A new, larger than life teaspoon sculpture lands on Sydney Harbour
By Linda Morris
Spoon-bending “feats” of telekinesis and illusion are the inspiration for a new commission at the Museum of Contemporary Art, as the gallery heroes contemporary sculpture on the harbour and tackles a multimillion-dollar operating deficit.
Los Angeles-based Australian artist Ricky Swallow was fascinated by Uri Geller’s so-called mind tricks as a young boy growing up in pre-internet Melbourne, and has created four warped large-scale stainless-steel spoon sculptures for the MCA’s terrace that appear to have been put through the same mind wash.

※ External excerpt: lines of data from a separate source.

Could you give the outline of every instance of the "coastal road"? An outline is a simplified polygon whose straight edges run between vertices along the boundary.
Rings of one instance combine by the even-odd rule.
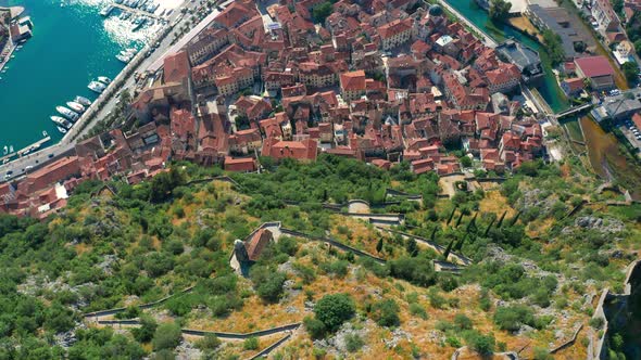
[[[470,28],[473,28],[478,35],[482,36],[483,37],[483,43],[486,46],[488,46],[490,48],[497,48],[497,46],[499,44],[497,42],[497,40],[492,39],[492,37],[489,36],[486,31],[481,30],[473,22],[468,21],[467,17],[463,16],[463,14],[458,12],[458,10],[454,9],[452,5],[450,5],[444,0],[438,0],[438,1],[441,4],[441,7],[448,9],[449,12],[451,12],[452,14],[454,14],[458,18],[458,21],[463,22],[465,25],[467,25]]]
[[[234,0],[227,0],[218,4],[218,7],[226,8],[231,2],[234,2]],[[166,55],[176,53],[180,49],[183,49],[189,41],[191,41],[191,39],[196,38],[202,30],[204,30],[214,21],[214,18],[218,16],[219,13],[221,12],[217,10],[217,8],[214,8],[211,14],[206,15],[200,23],[198,23],[198,25],[196,25],[191,30],[189,30],[189,33],[183,36],[180,40],[178,40],[175,44],[164,49],[164,51],[160,52],[162,53],[162,55],[160,55],[158,60],[152,62],[151,65],[146,68],[153,73],[158,72],[163,66],[163,59],[165,59]]]
[[[228,1],[228,3],[230,1]],[[198,5],[200,5],[199,1],[191,2],[191,1],[187,0],[187,1],[185,1],[183,9],[192,10]],[[217,11],[215,11],[215,12],[217,14]],[[177,9],[174,12],[169,22],[176,22],[174,28],[180,28],[181,26],[184,26],[184,24],[187,21],[189,21],[189,17],[190,17],[189,15],[183,16],[183,14],[180,13],[180,9]],[[208,16],[208,18],[209,18],[209,16]],[[208,20],[208,18],[205,18],[205,20]],[[213,20],[213,17],[212,17],[212,20]],[[198,26],[200,26],[200,25],[201,24],[199,24]],[[203,28],[204,28],[204,26],[203,26]],[[169,34],[172,34],[172,33],[169,33]],[[189,33],[186,35],[186,37],[191,36],[191,35],[192,35],[192,33]],[[140,65],[135,69],[135,72],[142,73],[146,69],[148,69],[149,67],[151,67],[152,64],[158,63],[158,62],[160,62],[162,64],[162,59],[164,59],[164,56],[168,53],[168,50],[172,48],[173,48],[172,47],[172,37],[166,36],[164,39],[162,39],[160,41],[160,46],[151,53],[151,55],[149,57],[144,59],[140,63]],[[122,87],[122,90],[124,90],[124,89],[133,90],[135,85],[136,85],[135,77],[129,76],[127,78],[125,85]],[[53,160],[55,158],[59,158],[63,154],[71,152],[79,139],[81,139],[84,136],[86,136],[90,131],[90,129],[93,126],[96,126],[97,123],[99,123],[100,120],[105,118],[115,108],[117,98],[118,97],[112,97],[106,102],[106,104],[102,107],[102,110],[100,110],[98,112],[98,114],[96,116],[93,116],[93,118],[91,118],[91,121],[88,123],[83,128],[83,130],[78,132],[78,134],[75,137],[75,140],[72,140],[70,137],[66,137],[61,142],[53,144],[49,147],[46,147],[46,149],[40,150],[38,152],[32,153],[29,155],[16,158],[8,164],[0,165],[0,182],[15,180],[17,178],[21,178],[21,177],[32,172],[33,170],[43,166],[46,163]]]
[[[226,7],[227,4],[231,3],[232,0],[228,0],[225,3],[221,4],[219,7]],[[198,5],[200,5],[200,2],[190,2],[190,1],[186,1],[184,9],[187,10],[194,10]],[[179,18],[178,15],[179,11],[175,12],[175,17],[173,17],[171,21],[172,22],[176,22],[176,24],[174,25],[174,29],[179,29],[180,27],[183,27],[185,25],[186,22],[190,21],[189,20],[189,15],[185,15],[181,18]],[[135,69],[136,73],[143,73],[146,70],[150,70],[152,73],[158,72],[162,65],[163,65],[163,61],[164,59],[175,52],[178,52],[183,47],[185,47],[191,39],[193,39],[198,34],[200,34],[200,31],[202,31],[208,25],[210,25],[212,23],[212,21],[214,20],[214,17],[216,17],[219,14],[219,12],[217,10],[214,9],[214,11],[208,15],[206,17],[204,17],[197,26],[194,26],[189,33],[187,33],[183,38],[180,38],[180,40],[178,42],[176,42],[175,44],[172,44],[172,40],[173,37],[171,36],[173,33],[169,31],[168,35],[166,37],[164,37],[161,41],[159,47],[153,50],[152,54],[150,56],[148,56],[147,59],[144,59],[140,65],[138,65],[138,67]],[[146,50],[142,50],[146,51]],[[127,80],[125,81],[125,85],[122,87],[122,90],[129,90],[129,92],[133,92],[134,87],[136,86],[136,80],[134,76],[129,76],[129,78],[127,78]],[[118,97],[112,97],[112,99],[109,100],[109,102],[102,107],[102,110],[100,112],[98,112],[98,114],[91,119],[91,123],[89,123],[87,126],[85,126],[85,128],[78,133],[78,136],[76,136],[76,140],[77,139],[81,139],[84,136],[86,136],[91,128],[101,119],[105,118],[109,114],[111,114],[111,112],[115,108],[116,106],[116,102],[117,102]],[[71,139],[68,139],[68,141],[72,141]]]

“I felt like Uri Geller was on an endless world tour with that trick,” Swallow notes. “I remember trying to bend spoons, having seen it demonstrated by Uri Geller on TV. ”

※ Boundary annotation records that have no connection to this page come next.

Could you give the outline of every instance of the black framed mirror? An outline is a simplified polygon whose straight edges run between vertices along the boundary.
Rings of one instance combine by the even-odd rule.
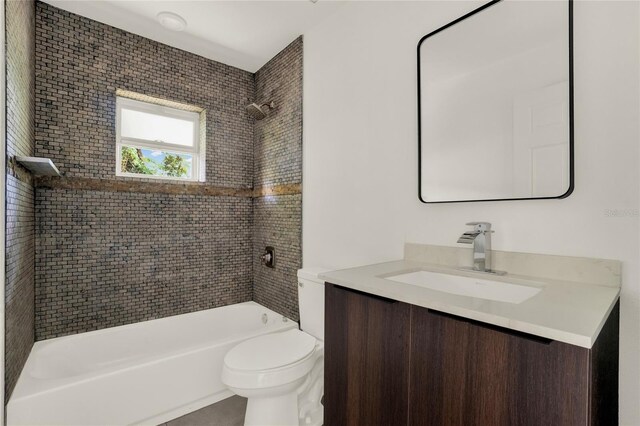
[[[495,0],[418,43],[419,198],[565,198],[572,0]]]

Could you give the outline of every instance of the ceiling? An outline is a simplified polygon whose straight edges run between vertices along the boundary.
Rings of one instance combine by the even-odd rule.
[[[255,72],[345,0],[44,0],[53,6],[246,71]],[[156,19],[168,11],[182,32]]]

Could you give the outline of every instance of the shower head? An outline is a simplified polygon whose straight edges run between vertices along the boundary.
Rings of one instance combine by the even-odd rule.
[[[268,109],[273,109],[275,108],[275,106],[276,104],[273,101],[266,102],[262,105],[252,103],[247,105],[247,112],[251,117],[255,118],[256,120],[262,120],[267,116],[267,113],[265,112],[264,107],[267,107]]]

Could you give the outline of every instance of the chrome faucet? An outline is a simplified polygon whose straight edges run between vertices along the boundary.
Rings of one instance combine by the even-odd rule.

Ricky Swallow with his giant teaspoons at the Museum of Contemporary Art. Credit: Steven Siewert
Swallow’s Bent Forms #1–#4, cast in stainless steel from scaled-up wax prints of actual teaspoons, are the first in a series of prominent sculptural commissions to be installed at the MCA over the next six months, the biggest being the inaugural Neil Balnaves Tallawoladah Lawn Commission to be unveiled late September in honour of the late arts philanthropist.
A work by British contemporary sculptor Thomas J. Price will be the first of three to be showcased over three years on the museum’s prominent harbour-side verge.

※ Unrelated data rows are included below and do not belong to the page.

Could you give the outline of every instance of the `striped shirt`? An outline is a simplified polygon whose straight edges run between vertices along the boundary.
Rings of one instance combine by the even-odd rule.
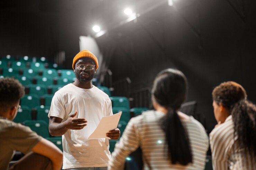
[[[193,163],[186,166],[172,164],[168,159],[165,135],[159,123],[159,119],[164,115],[159,111],[150,111],[132,118],[120,141],[116,144],[108,169],[123,169],[126,157],[139,146],[143,153],[144,169],[147,169],[145,160],[153,170],[204,169],[209,140],[203,126],[192,117],[188,120],[181,120],[189,135]]]
[[[210,134],[213,169],[256,170],[256,159],[240,148],[234,130],[230,115]]]

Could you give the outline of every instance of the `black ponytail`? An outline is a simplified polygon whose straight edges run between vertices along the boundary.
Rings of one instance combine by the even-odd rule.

The details come as the MCA revealed a $2 million operating deficit for 2024. The loss, which it says is covered by cash reserves, has been attributed to the ongoing impact of the global economic downturn and rising costs of wages, energy, exhibition freight and construction. In January, it introduced admission fees for the first time in 25 years.
According to its latest financial results, the MCA is now self-generating about 85 per cent of its revenue from corporate partners, patrons and commercial activities, including a new-look gala fundraiser, the MCA Artists Ball, which raised more than $1.1 million.
Cost-cutting would continue throughout this year, said MCA chair Lorraine Tarabay, as its revenue measures move the gallery closer to a balanced budget by the end of the year, with the full impact to be felt in 2026.
Spoon mimics bridge in Swallow’s mind-bending sculptural work.Credit: Steven Siewert
MCA Australia’s director Suzanne Cotter said the museum had in 2024 “made significant investments in transforming our business operations and infrastructure, strengthening our financial position for 2025 and onwards”.
The MCA dedicates itself to showcasing the work of living contemporary artists from Australia and globally.
Swallow was 29 when he represented Australia in the 2005 Venice Biennale. His work, Caravan (2008), is in the MCA Collection. The former drawing student of Victoria College of the Arts moved to Los Angeles permanently in 2002. “It was for six months and then turned into the place I was living. It’s allowed me to really focus on the sculpture,” he said.
For the eighth Loti Smorgon Sculpture Terrace Commission, his first for an Australian public cultural institution, Swallow first bought a shoebox of spoons on eBay and settled on those made in America and Japan that graced tables in the 1970s as his models.
“Their decorative elements almost have an almost prescription-strength potency in terms of memory, like these starbursts on the vertical spoon, or double crescents,” Swallow said. “People who have seen them have remarked how familiar they are. Going into this public sculpture commission there’s something about starting with a subject for which there’s immediate recognition.”
Swallow selected the spoon over a knife and fork for its approximation to the human form. “It has a neck, a head and the handle is often referred to as an arm. I mean there are a lot of ingredients and elements in everything I make, whether that’s humour, whether that’s narrative, abstraction or formalism or minimalism. I never want to close off meaning.”
Asked if public sculpture was having its moment in the sun, Swallow said: “I always hope for sculpture to have a bigger moment.”